Une salariée a été licenciée par son employeur.
Elle a saisi la juridiction prud'homale aux fins de communication de pièces en vue d'établir des éléments de fait tenant à une discrimination de genre se traduisant par une évolution professionnelle moindre que ses collègues masculins.
La cour d'appel de Paris, dans un arrêt rendu le 5 septembre 2024, a ordonné la communication de certains bulletins de paie et du registre du personnel, en autorisant l'occultation de certaines données personnelles.
La Cour de cassation, par un arrêt rendu le 4 mars 2026 (pourvoi n° 24-20.428), rejette le pourvoi.

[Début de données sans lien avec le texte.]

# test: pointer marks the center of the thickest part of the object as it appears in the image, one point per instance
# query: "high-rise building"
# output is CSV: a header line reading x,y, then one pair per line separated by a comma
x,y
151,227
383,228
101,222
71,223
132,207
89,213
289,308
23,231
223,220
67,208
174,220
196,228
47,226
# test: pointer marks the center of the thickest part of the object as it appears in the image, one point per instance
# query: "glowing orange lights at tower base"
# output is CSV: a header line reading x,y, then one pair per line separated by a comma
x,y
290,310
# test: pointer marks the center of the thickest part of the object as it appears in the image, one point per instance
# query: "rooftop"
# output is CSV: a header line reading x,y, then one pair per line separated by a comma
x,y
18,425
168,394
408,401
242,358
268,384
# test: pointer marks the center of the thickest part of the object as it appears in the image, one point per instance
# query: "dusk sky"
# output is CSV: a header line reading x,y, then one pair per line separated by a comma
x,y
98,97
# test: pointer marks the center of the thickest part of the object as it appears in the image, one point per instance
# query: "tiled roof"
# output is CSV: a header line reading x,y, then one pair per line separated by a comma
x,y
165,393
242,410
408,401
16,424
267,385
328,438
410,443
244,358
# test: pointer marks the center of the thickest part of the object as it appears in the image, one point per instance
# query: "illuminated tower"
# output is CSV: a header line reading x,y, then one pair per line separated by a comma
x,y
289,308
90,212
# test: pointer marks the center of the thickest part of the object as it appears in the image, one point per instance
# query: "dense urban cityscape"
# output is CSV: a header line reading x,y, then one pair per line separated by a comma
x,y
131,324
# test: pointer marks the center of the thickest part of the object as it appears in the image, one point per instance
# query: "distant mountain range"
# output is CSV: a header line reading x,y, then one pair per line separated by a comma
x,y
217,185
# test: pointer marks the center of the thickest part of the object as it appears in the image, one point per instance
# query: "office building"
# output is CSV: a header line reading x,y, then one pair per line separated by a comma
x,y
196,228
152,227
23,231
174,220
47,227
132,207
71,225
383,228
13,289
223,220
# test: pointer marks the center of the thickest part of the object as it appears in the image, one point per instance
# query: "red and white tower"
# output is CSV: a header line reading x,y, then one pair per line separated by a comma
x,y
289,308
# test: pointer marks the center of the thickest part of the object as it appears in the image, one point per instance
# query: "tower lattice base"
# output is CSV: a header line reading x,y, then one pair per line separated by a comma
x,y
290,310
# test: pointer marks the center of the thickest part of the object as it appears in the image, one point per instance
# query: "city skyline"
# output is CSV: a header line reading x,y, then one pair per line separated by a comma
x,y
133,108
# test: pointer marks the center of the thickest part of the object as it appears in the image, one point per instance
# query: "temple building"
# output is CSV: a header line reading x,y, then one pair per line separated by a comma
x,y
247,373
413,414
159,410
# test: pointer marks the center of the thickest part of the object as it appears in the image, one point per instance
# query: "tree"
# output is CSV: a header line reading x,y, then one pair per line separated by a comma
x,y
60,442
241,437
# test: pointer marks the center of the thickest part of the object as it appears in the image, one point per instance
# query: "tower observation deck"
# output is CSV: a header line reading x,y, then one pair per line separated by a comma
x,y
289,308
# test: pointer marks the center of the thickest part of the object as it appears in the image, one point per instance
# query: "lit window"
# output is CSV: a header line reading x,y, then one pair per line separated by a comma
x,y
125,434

Selon l'article 145 du code de procédure civile, les mesures d'instruction peuvent être ordonnées s'il existe un motif légitime de conserver ou d'établir la preuve de faits dont pourrait dépendre la solution du litige.
Le droit à la preuve peut justifier la production d'éléments portant atteinte à la vie personnelle à condition que cette production soit indispensable et proportionnée.
Par ailleurs, il appartient au juge de vérifier que la communication demandée est nécessaire et proportionnée, puis d'ordonner, au besoin, l'occultation des données personnelles non indispensables, en application du principe de minimisation des données.
En l'espèce, ayant ordonné la communication de documents tout en prévoyant l'occultation des données personnelles non nécessaires à la comparaison entre salariés, la cour d'appel a légalement justifié sa décision.
La Cour de cassation rejette le pourvoi.